Let's calculate \((1.01)^5\) step by step:

• \((1.01)^1 = 1.01\)
• \((1.01)^2 = 1.01 \times 1.01 = 1.0201\)
• \((1.01)^3 = 1.0201 \times 1.01 \approx 1.0303\)
• \((1.01)^4 = 1.0303 \times 1.01 \approx 1.0406\)
• \((1.01)^5 = 1.0406 \times 1.01 \approx 1.051\)

So \((1.01)^5 \approx 1.051\), meaning the population will be about 105.1% of the original after 5 years.

Process Skill: SIMPLIFY - Using approximation when answer choices allow for it

4. Apply the multiplier to find final population

Now we multiply our starting population by our growth factor:

\(\text{Final Population} = 25,000 \times 1.051 = 26,275\) people

Looking at our answer choices:

1. 26,000
2. 27,000
3. 28,000
4. 29,000
5. 30,000

26,275 is closest to 26,000.

Final Answer

The population of the town in 5 years will be closest to 26,000 people.

Answer: A

Verification: Our calculation of 26,275 is only 275 people away from choice A (26,000), but 725 people away from choice B (27,000), confirming that A is indeed the closest answer.

Common Faltering Points

Errors while devising the approach

1. Confusing compound growth with simple growth: Students often think that 1% growth per year for 5 years means adding 5% to the original population \((25,000 + 5\% = 26,250)\). They fail to recognize that each year's growth is calculated on the new population size, not the original size. This leads them to use simple interest formula instead of compound growth.

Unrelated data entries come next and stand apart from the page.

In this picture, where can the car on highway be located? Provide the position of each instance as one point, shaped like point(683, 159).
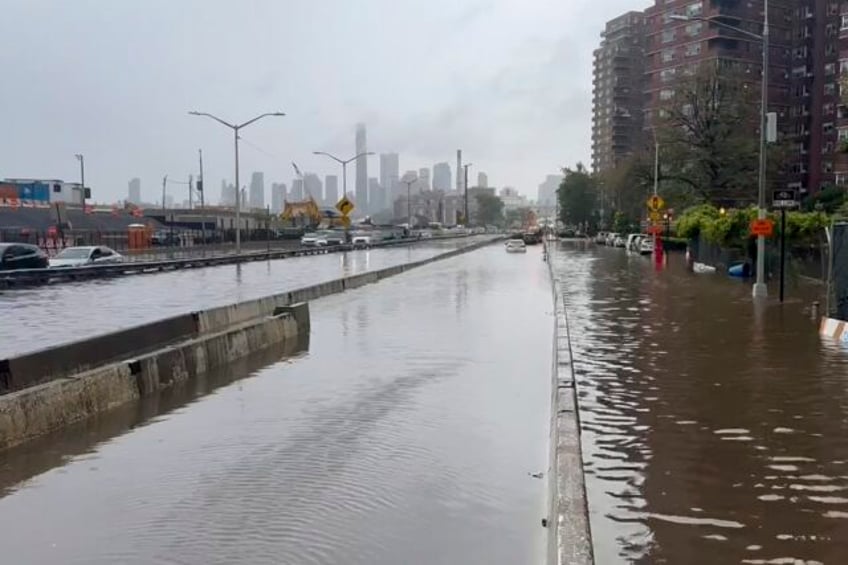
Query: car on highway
point(516, 246)
point(313, 240)
point(15, 256)
point(85, 255)
point(361, 240)
point(333, 237)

2. Misunderstanding the growth multiplier: Students may incorrectly think that 1% growth means multiplying by 0.01 instead of 1.01. They don't realize that 1% growth means the new population is 101% of the previous year's population \((100\% + 1\% = 101\% = 1.01)\).

Errors while executing the approach

1. Calculation errors in computing \((1.01)^5\): Students often make arithmetic mistakes when calculating powers, especially when doing step-by-step multiplication. For example, they might incorrectly calculate \((1.01)^2\) as 1.02 instead of 1.0201, leading to a significant error in the final result.

2. Rounding errors accumulating through calculations: Students may round too early in their calculations (e.g., rounding 1.0201 to 1.02 in step 2), causing the final answer to drift significantly from the correct value. This premature rounding can lead them to select answer choice B (27,000) instead of A (26,000).

Errors while selecting the answer

1. Not recognizing 'closest to' requirement: Students might calculate the exact value (26,275) but then look for an answer choice that matches this precise number. When they don't find 26,275 as an option, they may incorrectly assume they made an error rather than selecting the closest available choice (26,000).